The image will typically be extended with words to use these.
# Internals: Nga Virtual Machine
## Overview
At the heart of RETRO is a simple MISC (minimal instruction
set computer) processor for a dual stack architecture.
This is a very simple and straightforward system. There are
30 instructions. The memory is a linear array of signed 32
bit values. And there are two stacks: one for data and one
for return addresses.
## Instrution Table
Column:
0 - opcode value
1 - Muri assembly name
2 - Full name
3 - Data Stack Usage
4 - Address Stack Usage
+--------------------------------------------------+
| 0 .. nop - - |
| 1 li lit -n - |
| 2 du dup n-nn - |
| 3 dr drop n- - |
| 4 sw swap xy-yx - |
| 5 pu push n- -n |
| 6 po pop -n n- |
| 7 ju jump a- - |
| 8 ca call a- -A |
| 9 cc conditional call af- -A |
| 10 re return - A- |
| 11 eq equality xy-f - |
| 12 ne inequality xy-f - |
| 13 lt less than xy-f - |
| 14 gt greater than xy-f - |
| 15 fe fetch a-n - |
| 16 st store na- - |
| 17 ad addition xy-n - |
| 18 su subtraction xy-n - |
| 19 mu multiplication xy-n - |
| 20 di divide & remainder xy-rq - |
| 21 an bitwise and xy-n - |
| 22 or bitwise or xy-n - |
| 23 xo bitwise xor xy-n - |
| 24 sh shift xy-n - |
| 25 zr zero return n-n | n- - |
| 26 en end - - |
| 27 ie i/o enumerate -n - |
| 28 iq i/o query n-xy - |
| 29 ii i/o invoke ...n- - |
| |
| Each `li` will push the value in the following |
| cell to the data stack. |
+--------------------------------------------------+
| li du mu .. |
| i lidumu.. 00000001:00000010:00010011:00000000 |
| data for li |
| d 2 00000000:00000000:00000000:00000010 |
| |
| Assembler Directives Instruction Bundles |
| ======================== ==================== |
| : label Combine instruction |
| i bundle names in groups of 4 |
| d numeric-data |
| r ref-to-address-by-name Use only .. after |
| s null-terminated string ju, ca, cc, re, zr |
+--------------------------------------------------+
## Misc
There are 810,000 possible combinations of instructions. Only
73 are used in the implementation of RETRO.

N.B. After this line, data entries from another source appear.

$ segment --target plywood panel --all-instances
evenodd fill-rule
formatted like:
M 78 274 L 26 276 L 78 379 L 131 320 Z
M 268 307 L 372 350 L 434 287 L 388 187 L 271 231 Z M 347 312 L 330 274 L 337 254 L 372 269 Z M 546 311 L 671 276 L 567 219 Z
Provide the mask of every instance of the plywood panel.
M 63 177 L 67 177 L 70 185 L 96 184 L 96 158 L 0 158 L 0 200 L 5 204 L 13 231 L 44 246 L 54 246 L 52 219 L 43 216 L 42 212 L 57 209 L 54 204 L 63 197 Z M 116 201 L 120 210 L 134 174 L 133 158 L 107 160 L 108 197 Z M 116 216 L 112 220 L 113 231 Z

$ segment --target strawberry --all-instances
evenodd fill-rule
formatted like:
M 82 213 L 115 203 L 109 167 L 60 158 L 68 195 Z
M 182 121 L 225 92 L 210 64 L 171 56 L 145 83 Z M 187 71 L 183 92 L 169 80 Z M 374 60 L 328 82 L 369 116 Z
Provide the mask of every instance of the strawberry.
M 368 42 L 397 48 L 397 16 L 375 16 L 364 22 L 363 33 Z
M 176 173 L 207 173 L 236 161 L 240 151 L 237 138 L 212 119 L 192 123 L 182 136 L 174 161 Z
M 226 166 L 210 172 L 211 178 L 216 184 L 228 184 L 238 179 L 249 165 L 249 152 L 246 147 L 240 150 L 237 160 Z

# Internals: The Retro Image
The actual RETRO language is stored as a memory image for Nga.
## Layout
Assuming an Nga built with 524287 cells of memory:
| RANGE | CONTAINS |
| --------------- | ---------------------------- |
| 0 - 1024 | rx kernel |
| 1025 - 1535 | token input buffer |
| 1536 + | start of heap space |
| ............... | free memory for your use |
| 506879 | buffer for string evaluate |
| 507904 | temporary strings (32 * 512) |
| 524287 | end of memory |
The buffers at the end of memory will resize when specific
variables related to them are altered.